Urbanism / Rome
Rome improvements
In the face of mismanagement, poor planning and terrible transport, we meet the heroes helping to fix the Italian capital.
Rome is a city of maxims: eternally beautiful and intransigent in equal measure. It’s the capital of an ancient empire and the seat of the Catholic Church; it is easy to forget that this city of four million is also one of Europe’s largest metropolitan areas. After at least a decade of mismanagement, however, it’s beset with massive debt – Italians have watched their splendid capital fade.
Frustration with the status quo led to the 2016 election of mayor Virginia Raggi from the populist Five Star Movement, who promised to put citizens first and finally clean up the city. She hasn’t succeeded and Rome’s plight has become international news. Reports circulate of uncollected rubbish, collapsing metro escalators, exploding buses and extreme social tension. Nothing has changed and many residents have seen public services deteriorate even further. Yet across the city there are people working to make changes. We highlight four visionaries out to fix the city.
Problem numbers:
Road safety: 15.3 crashes per 1 million bicycle trips; in 2018 (up to October) 43 pedestrians were killed, while 2017 and 2016 saw 62 and 40 deaths respectively
Trips made by bicycle in city: 1%
Increase in daily travel times due to traffic congestion: 40%
Number of buses that exploded in 2017-2018: more than 30
People injured after a Metro station escalator collapsed: 24
Debt of Atac (Rome’s public transport authority): €1bn
Amount of rubbish unable to be treated after 2018 waste-disposal plant fire: 800 tonnes a day, or 20% of Rome’s total waste
Youth unemployment rate: 31%
Paolo Arsena
Architect and founder, Metrovia
Complaining about public transport is a common urban pastime but in Rome the situation is dire. The metro system has just three lines, one of them unfinished (Berlin has 10; Madrid, 13). These lines regularly fail. Buses are worse; the ageing fleet made international headlines after more than a dozen exploded in 2018 alone.
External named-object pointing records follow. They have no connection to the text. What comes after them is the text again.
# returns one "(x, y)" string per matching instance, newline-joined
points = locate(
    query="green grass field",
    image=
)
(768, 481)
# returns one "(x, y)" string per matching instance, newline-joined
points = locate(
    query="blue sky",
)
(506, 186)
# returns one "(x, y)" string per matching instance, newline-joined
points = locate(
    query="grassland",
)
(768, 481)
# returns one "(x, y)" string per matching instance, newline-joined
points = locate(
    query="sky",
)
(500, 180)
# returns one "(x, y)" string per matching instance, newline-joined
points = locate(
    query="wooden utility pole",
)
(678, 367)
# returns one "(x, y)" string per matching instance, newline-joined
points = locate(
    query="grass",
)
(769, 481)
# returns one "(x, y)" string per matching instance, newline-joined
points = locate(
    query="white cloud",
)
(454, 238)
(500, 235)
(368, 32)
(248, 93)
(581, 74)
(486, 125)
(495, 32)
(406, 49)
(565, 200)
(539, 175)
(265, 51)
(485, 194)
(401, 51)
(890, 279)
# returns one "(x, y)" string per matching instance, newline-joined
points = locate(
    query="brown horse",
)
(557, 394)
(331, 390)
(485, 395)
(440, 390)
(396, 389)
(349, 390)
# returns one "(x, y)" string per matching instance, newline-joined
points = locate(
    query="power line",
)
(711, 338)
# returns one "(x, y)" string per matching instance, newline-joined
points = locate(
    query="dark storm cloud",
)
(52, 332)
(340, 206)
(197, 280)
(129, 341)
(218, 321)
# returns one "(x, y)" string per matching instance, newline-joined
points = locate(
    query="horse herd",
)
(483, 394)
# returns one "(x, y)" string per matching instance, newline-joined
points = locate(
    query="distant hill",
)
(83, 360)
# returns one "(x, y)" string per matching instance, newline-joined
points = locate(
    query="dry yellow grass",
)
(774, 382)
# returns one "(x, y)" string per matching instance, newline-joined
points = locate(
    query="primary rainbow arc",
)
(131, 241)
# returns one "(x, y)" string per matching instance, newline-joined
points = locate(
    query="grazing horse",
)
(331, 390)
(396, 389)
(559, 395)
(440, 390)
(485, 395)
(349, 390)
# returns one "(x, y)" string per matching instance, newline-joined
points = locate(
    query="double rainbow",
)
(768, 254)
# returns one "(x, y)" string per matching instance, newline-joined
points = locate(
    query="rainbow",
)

But Paolo Arsena, the founder of Metrovia, doesn’t let it get him down. “This city really can change but it has to start with public transport,” says the architect, whose organisation campaigns to improve the metro network and has, for the past two years, built up a feasible, thought-out proposal (with the help of transport experts) that is gaining traction with residents. At the heart the plan is the repurposing of the regional railways that traverse the city, creating a 10-line system worthy of a major European capital. “I saw how well Berlin’s S-Bahn [overground] network was integrated with the [regional] U-Bahn and asked myself why can’t we have this here?” says Arsena.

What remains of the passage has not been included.